SUISSE
L’Etat malgache réclame la restitution des millions détournés
(04/05/2007) Quelque 2,8 millions de francs détournés des caisses de l’Etat malgache ont été planqués dans une banque suisse par l’ex-premier ministre de Ratsiraka, lors des troubles de 2002. La Suisse a choisi de les restituer au bras droit de l’ancien dictateur. Un choix consternant pour l’actuel ministre des Finances de Madagascar, qui réclame la restitution

Gilles Labarthe / DATAS

Printemps 2002, Madagascar. A l’issue d’élections présidentielles contestés, Marc Ravalomanana finit par s’imposer, chassant le despote Didier Ratsiraka. Sentant le vent tourner, des alliés du clan Ratsiraka prennent la fuite avec fortune et bagages, direction les Seychelles et la France. Chargé d’écouler une partie du butin cumulé après 22 ans de régime autoritaire, l'ancien premier ministre Tantely Andrianarivo dépose dans une banque suisse (située à Bâle, selon un de nos informateurs) la rondelette somme de 4,4 milliards d'Ariary – soit 2,8 millions de francs suisses. Il est arrêté à Madagascar en mai 2002, accusé de détournement de fonds par le nouveau gouvernement, puis condamné à douze ans de travaux forcés.

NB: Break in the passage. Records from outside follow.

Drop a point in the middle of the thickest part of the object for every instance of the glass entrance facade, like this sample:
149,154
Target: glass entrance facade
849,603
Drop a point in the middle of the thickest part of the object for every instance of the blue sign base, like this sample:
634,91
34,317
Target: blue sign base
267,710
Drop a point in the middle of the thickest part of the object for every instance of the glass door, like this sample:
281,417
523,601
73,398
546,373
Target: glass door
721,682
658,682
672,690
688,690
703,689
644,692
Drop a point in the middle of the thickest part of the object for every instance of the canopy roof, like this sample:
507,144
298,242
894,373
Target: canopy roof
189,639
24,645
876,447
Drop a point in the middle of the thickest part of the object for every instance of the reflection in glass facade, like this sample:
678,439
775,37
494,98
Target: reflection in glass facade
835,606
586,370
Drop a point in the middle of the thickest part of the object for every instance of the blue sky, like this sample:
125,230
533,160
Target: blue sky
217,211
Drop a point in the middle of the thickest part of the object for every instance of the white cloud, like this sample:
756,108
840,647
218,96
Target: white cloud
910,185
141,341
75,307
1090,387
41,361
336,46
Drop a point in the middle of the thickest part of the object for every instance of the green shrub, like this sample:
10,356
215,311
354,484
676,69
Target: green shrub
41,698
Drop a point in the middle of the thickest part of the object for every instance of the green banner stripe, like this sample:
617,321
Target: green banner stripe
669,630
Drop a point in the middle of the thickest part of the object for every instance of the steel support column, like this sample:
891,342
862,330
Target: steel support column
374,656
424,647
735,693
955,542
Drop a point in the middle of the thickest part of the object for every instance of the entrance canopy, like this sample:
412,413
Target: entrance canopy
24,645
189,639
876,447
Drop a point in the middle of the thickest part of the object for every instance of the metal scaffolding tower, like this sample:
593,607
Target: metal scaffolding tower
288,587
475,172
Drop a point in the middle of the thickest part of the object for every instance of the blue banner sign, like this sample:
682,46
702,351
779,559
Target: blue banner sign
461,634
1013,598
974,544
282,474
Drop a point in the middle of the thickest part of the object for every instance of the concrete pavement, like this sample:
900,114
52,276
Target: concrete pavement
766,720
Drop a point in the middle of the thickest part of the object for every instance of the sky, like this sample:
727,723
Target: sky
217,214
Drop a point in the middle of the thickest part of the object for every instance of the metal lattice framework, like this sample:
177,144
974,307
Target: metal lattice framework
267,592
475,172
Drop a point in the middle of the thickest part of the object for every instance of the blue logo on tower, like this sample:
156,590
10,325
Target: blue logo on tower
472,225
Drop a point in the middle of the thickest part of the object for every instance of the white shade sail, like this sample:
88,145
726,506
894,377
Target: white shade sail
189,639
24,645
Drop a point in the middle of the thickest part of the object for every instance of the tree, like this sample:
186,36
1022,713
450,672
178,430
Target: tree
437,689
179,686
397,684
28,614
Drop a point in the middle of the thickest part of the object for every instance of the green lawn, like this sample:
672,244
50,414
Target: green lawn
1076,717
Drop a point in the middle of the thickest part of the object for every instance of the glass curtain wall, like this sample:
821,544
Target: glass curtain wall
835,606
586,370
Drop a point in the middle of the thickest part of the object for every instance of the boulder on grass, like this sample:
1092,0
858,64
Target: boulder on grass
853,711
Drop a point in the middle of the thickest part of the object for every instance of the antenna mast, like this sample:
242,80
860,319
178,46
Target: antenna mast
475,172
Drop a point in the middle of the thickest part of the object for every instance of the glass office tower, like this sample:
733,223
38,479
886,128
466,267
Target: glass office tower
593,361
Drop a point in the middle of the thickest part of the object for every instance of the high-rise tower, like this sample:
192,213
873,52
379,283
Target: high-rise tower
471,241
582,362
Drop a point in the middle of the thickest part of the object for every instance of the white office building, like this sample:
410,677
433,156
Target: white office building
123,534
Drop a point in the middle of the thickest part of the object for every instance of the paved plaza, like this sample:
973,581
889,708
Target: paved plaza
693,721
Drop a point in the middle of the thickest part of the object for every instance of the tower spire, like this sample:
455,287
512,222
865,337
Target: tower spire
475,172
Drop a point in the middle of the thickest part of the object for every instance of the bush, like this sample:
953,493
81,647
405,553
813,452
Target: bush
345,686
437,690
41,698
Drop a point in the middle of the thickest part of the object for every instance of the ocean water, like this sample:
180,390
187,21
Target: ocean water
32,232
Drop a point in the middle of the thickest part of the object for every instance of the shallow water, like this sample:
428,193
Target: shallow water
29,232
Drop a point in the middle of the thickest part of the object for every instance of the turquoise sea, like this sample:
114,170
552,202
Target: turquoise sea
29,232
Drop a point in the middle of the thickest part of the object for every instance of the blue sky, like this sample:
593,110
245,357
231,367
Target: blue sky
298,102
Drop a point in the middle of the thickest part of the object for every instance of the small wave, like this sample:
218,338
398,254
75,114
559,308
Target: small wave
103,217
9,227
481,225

Organisations et associations malgaches de Suisse réagissent aussitôt. " Dans ces cas-là, il faut faire très très vite pour revoir la couleur de l’argent ", nous explique à Berne un ancien opposant à la dictature, confirmant que dès le printemps 2002, elles ont alerté les autorités helvétiques, pour que le nouveau gouvernement en place puisse récupérer l’argent par la voie officielle. Il faut attendre plus d’une année - fin 2003 - pour qu’une enquête soit enfin ouverte par le Ministère public de la Confédération (MPC) pour blanchiment d'argent.

Outre la lenteur de la procédure, c’est le verdict qui consterne aujourd’hui la diaspora malgache autant que le gouvernement d’Antananarivo : les autorités fédérales permettront finalement la restitution des fonds à … Tantely Andrianarivo, bras droit de l’ancien dictateur. Un choix qui " risque de créer un incident diplomatique entre la Suisse et Madagascar ", écrivait hier L’Express, un des quotidiens les plus lus de la Grande Ile. Le ministre des Finances et du budget Andriamparany Radavidson a déjà annoncé son intention de ne pas lâcher prise.

Les millions envolés proviennent des caisses de l'Etat. Ils devraient être restitués au peuple malgache, affirme Andriamparany Radavidson, qui s’est déclaré " profondément surpris et choqué par cette décision. Aucune réponse claire n'a été obtenue des autorités suisses à notre demande d'explication. Le devoir de transparence ne devrait pas s'appliquer uniquement pour les petits pays ". Se sont également déclarés " déçus et choqués ", Marcel Ranjeva Razanakombana, ministre malgache des Affaires étrangères, et Lala Henriette, ministre de la justice.

Contactés à Berne, ni l’Office fédéral de la justice, ni le Ministère public de la Confédération (MPC) n’ont voulu nous informer sur ce cas, sinon pour nous dire que " cette affaire a été classée le 14 février 2007. En règle générale, le Ministère public de la Confédération ne fournit plus de détails sur les affaires réglées. Le classement constitue une clôture formelle de la procédure, ce qui interdit toute autre déclaration", selon les termes de Madame Balmer, porte-parole du MPC.

Affaire réglée ? Cette version ne coïncide pas avec celle, rassurante, servie à l’autre bout de la planète par Benoît Girardin, chargé d'affaires de l'ambassade de Suisse à Madagascar : il parle plutôt d’affaire " suspendue ", " sans toutefois acquitter M. Andrianarivo ". " Le chargé d’affaires est surtout chargé d’arrondir les angles ", ironise un ressortissant malgache, qui suit cette histoire depuis le printemps 2002 et promet une réaction rapide du gouvernement d’Antananarivo.